Dem hatte der Präsident offenbar wohlweislich damit einen Riegel vorgeschoben um dadurch weiter sinnlose Menschen-Opfer zu riskieren.

Zudem dürfte nach Ansicht von Experten, die von der Zeitung Wsgljad befragt wurden, ein weiterer Faktor, der Selenskij zu dieser Entscheidung veranlasst hatte, die wachsenden Verluste der ukrainischen Armee, sein.

„Jetzt werden erfahrene Offiziere durch solche ersetzt, die ursprünglich als Mitglied einer Vereinigung zur Verteidigung von Kommunen geplant waren,  genau diese unausgebildeten Leute werden an die Front abkommandiert“, erläuterte der ehemalige Oberst Wiktor Baranets, ein Militärbeobachter der Zeitung Komsomolskaja Prawda, gegenüber Wsgljad.

Selenskij lässt „Verweigerer“ verhaften

„Diejenigen, die sich anfangs zur Bürgerwehr meldeten, rechneten nicht damit, in ein echtes Kampfgebiet geschickt zu werden.
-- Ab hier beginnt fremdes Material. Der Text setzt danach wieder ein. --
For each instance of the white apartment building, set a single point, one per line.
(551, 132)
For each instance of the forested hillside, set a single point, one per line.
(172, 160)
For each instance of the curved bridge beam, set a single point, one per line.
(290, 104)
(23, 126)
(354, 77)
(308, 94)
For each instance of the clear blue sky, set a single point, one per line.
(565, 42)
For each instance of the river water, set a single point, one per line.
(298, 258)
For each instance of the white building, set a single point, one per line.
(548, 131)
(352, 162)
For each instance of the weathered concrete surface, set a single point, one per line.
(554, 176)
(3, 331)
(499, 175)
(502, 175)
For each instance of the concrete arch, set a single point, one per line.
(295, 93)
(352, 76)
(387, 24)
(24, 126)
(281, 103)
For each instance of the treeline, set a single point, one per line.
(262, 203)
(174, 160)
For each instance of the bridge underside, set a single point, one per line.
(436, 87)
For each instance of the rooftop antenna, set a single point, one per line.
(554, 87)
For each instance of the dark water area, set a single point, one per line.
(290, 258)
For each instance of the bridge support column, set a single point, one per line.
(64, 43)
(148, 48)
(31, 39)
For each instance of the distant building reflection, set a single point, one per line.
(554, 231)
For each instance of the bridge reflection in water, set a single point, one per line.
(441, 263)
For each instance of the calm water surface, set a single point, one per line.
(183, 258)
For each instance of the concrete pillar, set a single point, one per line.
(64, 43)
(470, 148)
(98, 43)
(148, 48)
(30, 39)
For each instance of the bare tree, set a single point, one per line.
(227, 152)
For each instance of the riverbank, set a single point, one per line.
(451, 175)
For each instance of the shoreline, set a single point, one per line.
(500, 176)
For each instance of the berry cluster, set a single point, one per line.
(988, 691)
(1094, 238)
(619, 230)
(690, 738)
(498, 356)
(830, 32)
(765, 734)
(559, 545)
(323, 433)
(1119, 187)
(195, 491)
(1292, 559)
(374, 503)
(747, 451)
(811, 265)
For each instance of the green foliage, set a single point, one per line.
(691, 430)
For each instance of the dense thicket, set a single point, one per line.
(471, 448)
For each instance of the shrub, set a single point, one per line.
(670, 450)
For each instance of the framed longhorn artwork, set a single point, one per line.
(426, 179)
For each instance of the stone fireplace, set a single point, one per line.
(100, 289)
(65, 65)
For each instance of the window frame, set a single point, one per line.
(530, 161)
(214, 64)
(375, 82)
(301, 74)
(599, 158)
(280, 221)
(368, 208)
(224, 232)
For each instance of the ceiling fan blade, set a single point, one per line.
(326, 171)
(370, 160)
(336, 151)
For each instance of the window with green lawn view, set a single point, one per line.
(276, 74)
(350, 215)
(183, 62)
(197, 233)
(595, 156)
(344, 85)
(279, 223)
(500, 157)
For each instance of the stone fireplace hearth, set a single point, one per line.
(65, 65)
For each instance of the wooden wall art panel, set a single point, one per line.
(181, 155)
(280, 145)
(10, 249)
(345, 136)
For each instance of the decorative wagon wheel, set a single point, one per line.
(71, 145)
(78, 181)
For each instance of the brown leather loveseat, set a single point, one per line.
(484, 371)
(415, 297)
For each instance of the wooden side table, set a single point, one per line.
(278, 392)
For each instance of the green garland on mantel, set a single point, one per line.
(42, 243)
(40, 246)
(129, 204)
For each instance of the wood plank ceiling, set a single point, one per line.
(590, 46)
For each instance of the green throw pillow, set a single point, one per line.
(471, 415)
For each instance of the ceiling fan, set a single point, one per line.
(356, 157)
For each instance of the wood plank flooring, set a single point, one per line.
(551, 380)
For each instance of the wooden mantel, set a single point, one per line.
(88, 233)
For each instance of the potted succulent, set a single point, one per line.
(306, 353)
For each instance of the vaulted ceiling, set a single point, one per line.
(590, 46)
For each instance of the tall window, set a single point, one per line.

Daher hören wir nun ihre Aussagen über die Täuschung durch Kiew, über das Fehlen von Waffen, über ihre mangelnde Bereitschaft, die Dekrete umzusetzen. Nun aber werden Diejenigen, „aufbegehren“, verhaftet. Selenskij bleibt nur die Angstmache übrig“, so der Experte.

„Das ist allerdings nur vorteilhaft für unsere Armee. Wir erzielen dadurch einen erheblichen Vorteil, sowohl moralisch als auch professionell. Die eine Sache ist, mit abgehärteten Männern zu kämpfen, die die Front seit drei Monaten nicht verlassen haben, die andere mit jungen Burschen zu kämpfen, die erst gestern zu den Waffen gegriffen haben. Sie kennen die Taktik nicht und können somit nur auf „unflätiges Fluchen des Befehlshabers“ reagieren.

Das alles schwächt die moralische Standfestigkeit, eine Salve aus dem „Grad“ macht sie somit ohnmächtig“, erklärte Baranets.

Dennoch, so Baranets, „gewinnt der Protest des Volkes immer mehr an Schwung“. „Je stärker dieser wird, desto größer sind die Chancen, dass wir die Operation bald beenden werden“, sagte der Kriegsberichterstatter der Komsomolskaja Prawda.

Die Aufstockung des Personals der ukrainischen Streitkräfte muss dennoch erfolgen, weil sie sichtbar an Kraft verlieren“, erläutert seinerseits Alexander Perengiew, außerordentlicher Professor der Fakultät für Politikwissenschaft und Soziologie der Russischen Plechanow-Wirtschaftsuniversität und Mitglied des Expertenrats der „Offiziere Russlands“.

„Die ukrainischen Streitkräfte haben fast keine vollwertigen Kampfeinheiten mehr. Diese Tatsache macht deutlich, dass die Ukraine kurz vor der totalen Mobilisierung steht. Ich möchte nicht ausschließen, dass die Altersgrenze für die Wehrpflicht in naher Zukunft gesenkt wird“, erklärte der Experte.

„Man sollte die Kämpfer der Territorial-Streitkräfte dennoch nicht unterschätzen, nur weil sie bisher „keine Waffen in der Hand hielten“. Erstens haben sie bestimmt eine minimale militärische Ausbildung erhalten. Und zweitens ist jeder Gegner, der zu schießen weiß, eine potenzielle Bedrohung. Ferner könnten sie für etwaige Sabotageaktionen ausgebildet werden“, erklärte Perengiew.

Der Experte bezeichnete Selenskijs Entscheidung als unfreiwillige Anerkennung des Erfolgs der russischen Spezialoperation in der Ukraine. „Man kann sagen, dass sich ein gewisser Durchbruch abzeichnet, der ein siegreiches Ende der SVO (militärische Spezialoperation) zur Folge haben wird“, schloss Perengiew.